The increasing costs in new drug development as well as the number of fast track development programs are considered major challenges for the sustainability of the pharmaceutical industry.
While in the early stages, drug safety and efficacy are the main focus, mitigating the risk for the drug formulation and dosage form after the clinical proof of concept is becoming highly relevant. Challenging physicochemical characteristics of the drug, tight time lines, and the phase 3 clinical supplies have to be tackled within a rational, scientific yet pragmatic approach.

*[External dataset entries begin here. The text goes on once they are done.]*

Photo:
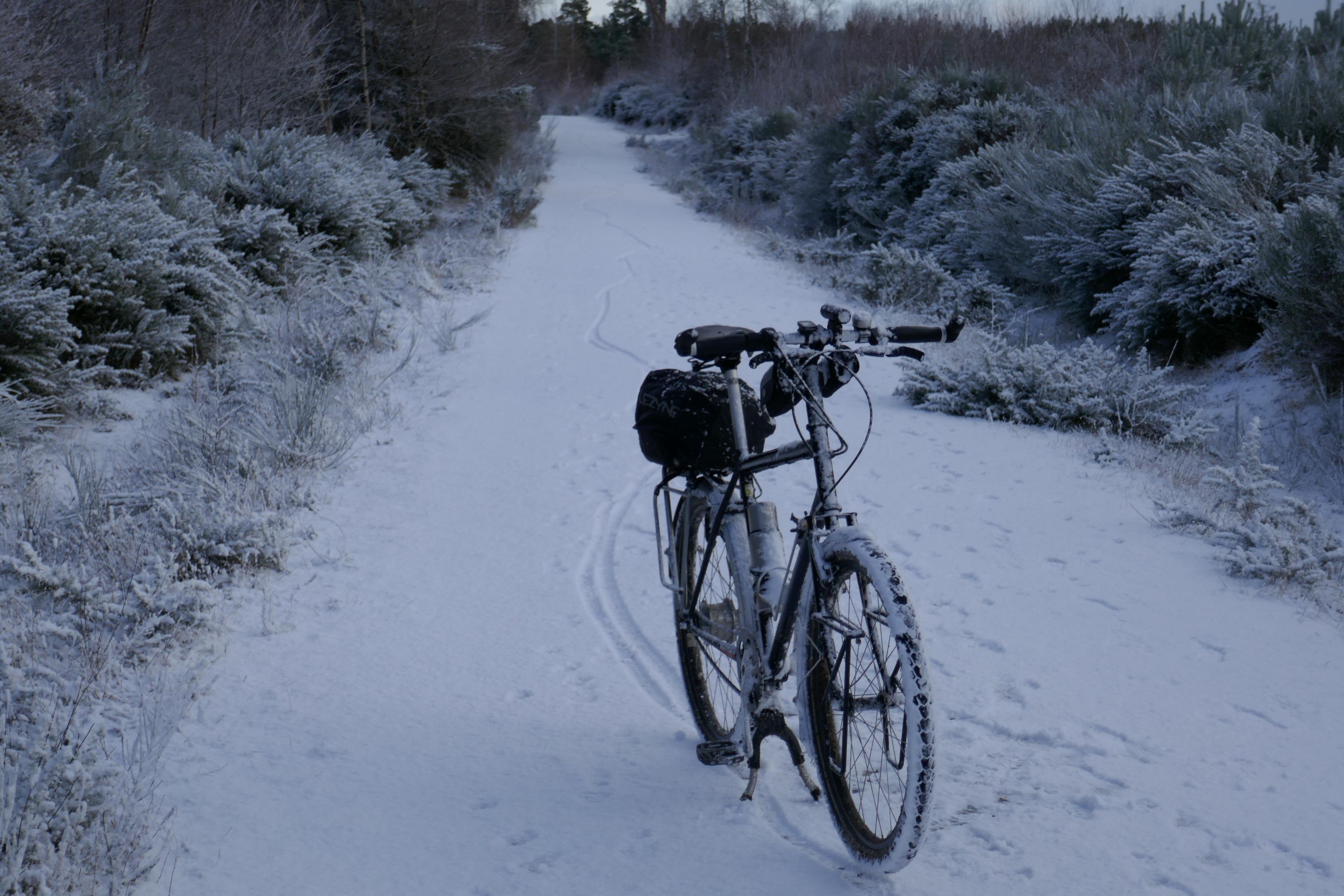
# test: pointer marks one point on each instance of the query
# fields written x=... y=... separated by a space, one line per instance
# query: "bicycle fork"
x=764 y=716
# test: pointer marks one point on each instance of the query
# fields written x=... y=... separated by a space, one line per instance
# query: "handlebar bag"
x=685 y=422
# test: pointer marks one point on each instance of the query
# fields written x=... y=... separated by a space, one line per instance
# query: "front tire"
x=866 y=699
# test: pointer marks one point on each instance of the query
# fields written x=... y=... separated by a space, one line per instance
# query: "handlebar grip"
x=947 y=334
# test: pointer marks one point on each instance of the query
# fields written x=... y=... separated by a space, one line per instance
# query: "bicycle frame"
x=772 y=601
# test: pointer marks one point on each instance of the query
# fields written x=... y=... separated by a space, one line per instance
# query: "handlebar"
x=717 y=340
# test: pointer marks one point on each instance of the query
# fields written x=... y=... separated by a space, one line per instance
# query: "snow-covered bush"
x=350 y=191
x=1302 y=266
x=896 y=277
x=1089 y=387
x=146 y=290
x=901 y=140
x=1189 y=222
x=1268 y=535
x=639 y=104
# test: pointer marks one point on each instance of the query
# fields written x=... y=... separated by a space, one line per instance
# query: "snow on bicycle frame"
x=738 y=600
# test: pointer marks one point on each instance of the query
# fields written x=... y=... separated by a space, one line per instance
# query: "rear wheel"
x=867 y=705
x=709 y=630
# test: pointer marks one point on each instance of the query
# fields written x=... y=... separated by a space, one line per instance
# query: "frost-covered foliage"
x=1267 y=535
x=1302 y=266
x=256 y=284
x=353 y=192
x=146 y=290
x=750 y=158
x=1089 y=387
x=134 y=249
x=1184 y=224
x=632 y=103
x=1167 y=213
x=899 y=140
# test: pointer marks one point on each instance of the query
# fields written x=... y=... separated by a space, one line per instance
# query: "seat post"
x=729 y=365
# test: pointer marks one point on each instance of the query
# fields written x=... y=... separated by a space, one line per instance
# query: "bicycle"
x=863 y=695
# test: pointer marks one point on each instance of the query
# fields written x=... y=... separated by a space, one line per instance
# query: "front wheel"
x=867 y=707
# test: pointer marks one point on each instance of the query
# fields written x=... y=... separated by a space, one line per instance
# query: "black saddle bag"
x=685 y=422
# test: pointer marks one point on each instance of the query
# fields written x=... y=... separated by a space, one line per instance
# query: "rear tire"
x=867 y=707
x=709 y=635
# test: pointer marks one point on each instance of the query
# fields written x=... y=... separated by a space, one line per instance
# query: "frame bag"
x=685 y=422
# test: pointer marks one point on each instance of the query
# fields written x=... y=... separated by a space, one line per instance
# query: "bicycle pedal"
x=718 y=753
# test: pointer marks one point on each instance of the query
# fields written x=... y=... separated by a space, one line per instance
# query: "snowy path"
x=479 y=695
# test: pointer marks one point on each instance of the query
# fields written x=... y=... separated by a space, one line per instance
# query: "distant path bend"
x=483 y=699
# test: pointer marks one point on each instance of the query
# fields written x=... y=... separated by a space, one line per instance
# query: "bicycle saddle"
x=713 y=339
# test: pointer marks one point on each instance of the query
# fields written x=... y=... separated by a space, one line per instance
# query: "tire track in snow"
x=596 y=585
x=595 y=335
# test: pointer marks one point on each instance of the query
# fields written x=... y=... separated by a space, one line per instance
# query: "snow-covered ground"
x=470 y=686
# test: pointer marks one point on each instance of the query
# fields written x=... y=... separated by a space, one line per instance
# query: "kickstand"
x=750 y=790
x=772 y=723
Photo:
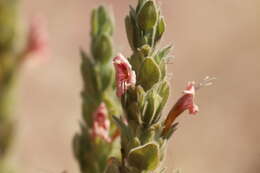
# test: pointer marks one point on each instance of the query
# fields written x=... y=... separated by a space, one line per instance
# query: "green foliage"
x=97 y=74
x=145 y=157
x=143 y=145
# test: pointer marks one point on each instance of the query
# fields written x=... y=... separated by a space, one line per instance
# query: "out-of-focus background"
x=216 y=38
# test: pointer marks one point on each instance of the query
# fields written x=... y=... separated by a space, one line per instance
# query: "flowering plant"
x=96 y=141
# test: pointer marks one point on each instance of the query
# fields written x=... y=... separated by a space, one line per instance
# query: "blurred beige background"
x=211 y=37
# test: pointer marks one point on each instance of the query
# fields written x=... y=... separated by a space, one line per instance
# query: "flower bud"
x=101 y=123
x=125 y=76
x=147 y=17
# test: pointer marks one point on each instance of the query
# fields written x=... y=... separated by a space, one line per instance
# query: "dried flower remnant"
x=186 y=102
x=37 y=41
x=125 y=76
x=101 y=123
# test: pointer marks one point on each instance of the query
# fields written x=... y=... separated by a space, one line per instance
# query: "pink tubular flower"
x=101 y=123
x=37 y=41
x=125 y=76
x=186 y=102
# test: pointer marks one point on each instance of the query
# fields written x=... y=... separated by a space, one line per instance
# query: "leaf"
x=164 y=92
x=145 y=157
x=160 y=29
x=130 y=31
x=162 y=54
x=113 y=165
x=102 y=48
x=149 y=73
x=147 y=16
x=105 y=21
x=153 y=101
x=94 y=23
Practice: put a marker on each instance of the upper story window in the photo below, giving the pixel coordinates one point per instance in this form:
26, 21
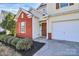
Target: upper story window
22, 15
60, 5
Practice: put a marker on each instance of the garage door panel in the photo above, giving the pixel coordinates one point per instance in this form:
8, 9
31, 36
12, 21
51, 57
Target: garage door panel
68, 30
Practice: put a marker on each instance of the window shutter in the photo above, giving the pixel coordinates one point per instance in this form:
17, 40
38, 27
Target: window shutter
57, 5
71, 4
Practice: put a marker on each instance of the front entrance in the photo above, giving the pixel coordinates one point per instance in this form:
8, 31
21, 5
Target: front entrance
44, 29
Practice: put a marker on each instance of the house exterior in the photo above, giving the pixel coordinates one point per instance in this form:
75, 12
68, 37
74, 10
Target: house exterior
63, 21
55, 21
23, 24
3, 14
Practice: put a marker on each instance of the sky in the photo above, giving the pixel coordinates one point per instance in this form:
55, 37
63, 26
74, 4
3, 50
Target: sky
14, 7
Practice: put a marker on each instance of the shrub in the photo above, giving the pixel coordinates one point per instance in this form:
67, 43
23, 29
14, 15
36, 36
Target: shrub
10, 39
24, 44
14, 41
6, 38
1, 37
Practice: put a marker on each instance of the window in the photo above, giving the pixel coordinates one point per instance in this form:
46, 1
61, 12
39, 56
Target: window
60, 5
71, 4
22, 27
63, 4
22, 15
57, 5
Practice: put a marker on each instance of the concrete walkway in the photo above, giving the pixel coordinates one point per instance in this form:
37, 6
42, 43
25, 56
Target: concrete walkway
59, 48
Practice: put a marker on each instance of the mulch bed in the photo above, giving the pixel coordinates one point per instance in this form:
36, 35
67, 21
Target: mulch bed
30, 52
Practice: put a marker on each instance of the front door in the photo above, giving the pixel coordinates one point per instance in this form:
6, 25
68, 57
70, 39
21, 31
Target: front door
43, 29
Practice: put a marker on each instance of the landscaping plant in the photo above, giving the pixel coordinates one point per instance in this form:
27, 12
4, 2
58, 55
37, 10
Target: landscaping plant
14, 41
24, 44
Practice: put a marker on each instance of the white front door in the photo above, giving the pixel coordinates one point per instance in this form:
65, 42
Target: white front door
67, 30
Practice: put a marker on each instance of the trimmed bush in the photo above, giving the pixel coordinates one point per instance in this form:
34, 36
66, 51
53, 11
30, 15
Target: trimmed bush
2, 37
4, 32
10, 39
14, 41
6, 38
24, 44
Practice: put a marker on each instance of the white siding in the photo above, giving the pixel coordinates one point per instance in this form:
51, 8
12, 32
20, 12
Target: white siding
68, 30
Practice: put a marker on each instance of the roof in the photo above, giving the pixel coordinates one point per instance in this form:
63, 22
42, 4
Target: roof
41, 5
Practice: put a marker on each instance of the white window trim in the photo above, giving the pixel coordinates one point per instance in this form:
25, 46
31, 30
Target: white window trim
24, 28
64, 6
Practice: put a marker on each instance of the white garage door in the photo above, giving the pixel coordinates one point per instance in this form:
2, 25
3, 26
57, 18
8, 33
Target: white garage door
67, 30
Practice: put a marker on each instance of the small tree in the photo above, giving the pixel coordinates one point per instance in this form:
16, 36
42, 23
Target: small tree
9, 23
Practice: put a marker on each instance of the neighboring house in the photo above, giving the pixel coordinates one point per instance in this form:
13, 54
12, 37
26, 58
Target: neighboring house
63, 21
3, 14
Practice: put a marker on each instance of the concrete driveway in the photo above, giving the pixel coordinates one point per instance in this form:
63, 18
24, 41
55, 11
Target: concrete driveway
59, 48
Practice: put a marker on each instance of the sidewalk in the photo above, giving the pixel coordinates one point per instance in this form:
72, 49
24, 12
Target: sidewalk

The target product profile (TPP) is the starting point for the drug product development, defining the required and desired drug product attributes for the final marketed product1.
While the TPP sets the goals, there are various ways to achieve these goals through different excipients and processing options. The evaluation of the different options and the selection of the final dosage form have to be thought through carefully to mitigate the risk throughout the life-cycle, starting from early development stages to the market phase.
The physicochemical and the pharmacokinetic-dynamic properties of the drug substance determine if functional excipients and applied technology are required to achieve the desired drug concentration at the site of action. The selection of the approaches is based on a fundamental understanding of the solubility characteristics of a specific drug substance. Drugs with poor aqueous solubility require solubilizing and bio-enhancing approaches2.
Particle size reduction is the simplest way to increase drug dissolution, eventually in combination with a crystallization inhibitor, followed by hot melt extrusion or spray drying to maintain the drug in an amorphous state. For example, drugs with high lattice energy and weak bases that are in their protonated form in the gastric juice, but crystallize at the higher pH of the intestinal environment, are suitable candidates for the formation of supersaturated solutions with hydroxypropyl methylcellulose (HPMC) as a crystallization inhibitor.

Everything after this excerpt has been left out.